A new HIV home test that takes a swab from the mouth and gives a result in 20 to 40 minutes has been approved in the United States. The OraQuick In-Home HIV test by OraSure Technologies will be available over the counter.
The test involves collecting a swab of oral fluid from the upper and lower gums inside the mouth, and then placing this sample in a developer vial for results.
This new test will be a shot in the arm in the fight against HIV and AIDS because it allows people to test themselves in the privacy of their own homes. Testing and treating those infected has become critical to stemming the tide of HIV infections as the chance of infecting someone else is reduced by about 96 per cent if the infected partner is on antiretrovirals. It is probable that more people will get tested and get onto antiretrovirals as a direct result of the new test.
When administered by medical professionals the test is highly accurate, but less so when people administer it themselves. Studies have shown that it is almost 100 per cent accurate in people who are HIV negative, according to a report in the New York Times. It is less accurate in people who are HIV positive, at around 92 per cent.
The effectiveness of the test is limited by the ‘window period’ as it detects the antibodies that the body builds in response to being infected with HIV. It can take up to three months for antibodies to HIV to develop, which means that a person infected within the last three months may get a false negative result. The OraQuick test detects both type 1 and type 2 HIV antibodies. It is anticipated that it will be available in the U.S. from October.
This means that it is possible to get a false negative result – and about one in twelve people who are infected will do so. A false positive result is less likely, however, at around one in 5000. People who get a positive result should get confirmation from a medical practitioner. And those who engage in risky sexual behaviour should test themselves regularly.

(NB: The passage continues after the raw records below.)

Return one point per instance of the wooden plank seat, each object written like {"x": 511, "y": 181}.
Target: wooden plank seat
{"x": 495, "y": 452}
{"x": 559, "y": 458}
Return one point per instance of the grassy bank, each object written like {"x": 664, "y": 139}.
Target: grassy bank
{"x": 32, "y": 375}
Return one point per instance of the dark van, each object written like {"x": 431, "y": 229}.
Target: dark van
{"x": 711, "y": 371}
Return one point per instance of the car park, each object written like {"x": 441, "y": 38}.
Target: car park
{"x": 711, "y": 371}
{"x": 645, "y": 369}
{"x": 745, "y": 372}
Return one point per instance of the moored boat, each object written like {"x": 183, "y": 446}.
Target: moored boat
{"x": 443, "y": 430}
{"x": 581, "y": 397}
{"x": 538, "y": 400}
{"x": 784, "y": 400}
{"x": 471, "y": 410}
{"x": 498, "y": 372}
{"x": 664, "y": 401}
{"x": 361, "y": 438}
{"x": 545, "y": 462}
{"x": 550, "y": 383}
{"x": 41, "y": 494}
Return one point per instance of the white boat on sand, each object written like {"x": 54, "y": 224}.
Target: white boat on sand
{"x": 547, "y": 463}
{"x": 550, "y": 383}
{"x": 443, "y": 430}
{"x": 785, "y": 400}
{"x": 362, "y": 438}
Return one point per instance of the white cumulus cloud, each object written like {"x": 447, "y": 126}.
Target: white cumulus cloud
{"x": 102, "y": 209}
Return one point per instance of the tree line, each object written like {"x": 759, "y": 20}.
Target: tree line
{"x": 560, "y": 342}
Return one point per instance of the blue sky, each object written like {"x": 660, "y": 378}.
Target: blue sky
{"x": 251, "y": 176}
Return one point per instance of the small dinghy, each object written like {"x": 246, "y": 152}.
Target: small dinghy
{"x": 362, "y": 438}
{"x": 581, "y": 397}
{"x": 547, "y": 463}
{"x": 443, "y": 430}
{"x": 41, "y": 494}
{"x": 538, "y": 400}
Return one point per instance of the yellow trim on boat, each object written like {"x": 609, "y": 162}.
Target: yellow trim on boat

"This is good news for a sub-region like Eastern and Southern Africa where HIV infection rates, although falling in many countries, continue to remain high and are linked to maternal mortality, affecting young females in particular," said Dr. Margaret Anyetei, UNFPA Technical Adviser for HIV, Sub-Regional Office Johannesburg. "We hope that the testing kits become readily available across Eastern and Southern Africa as soon as possible."
"Due to the fact that it has a 92 per cent accuracy rate, it is advisable to have a second confirmatory test using medical testing services," she said. "And condoms remain the best line of defence as dual protection against all sexually transmitted infections (STIs), including HIV, and as a family planning method."
An HIV home test kit that tests the person's blood is already available on the market.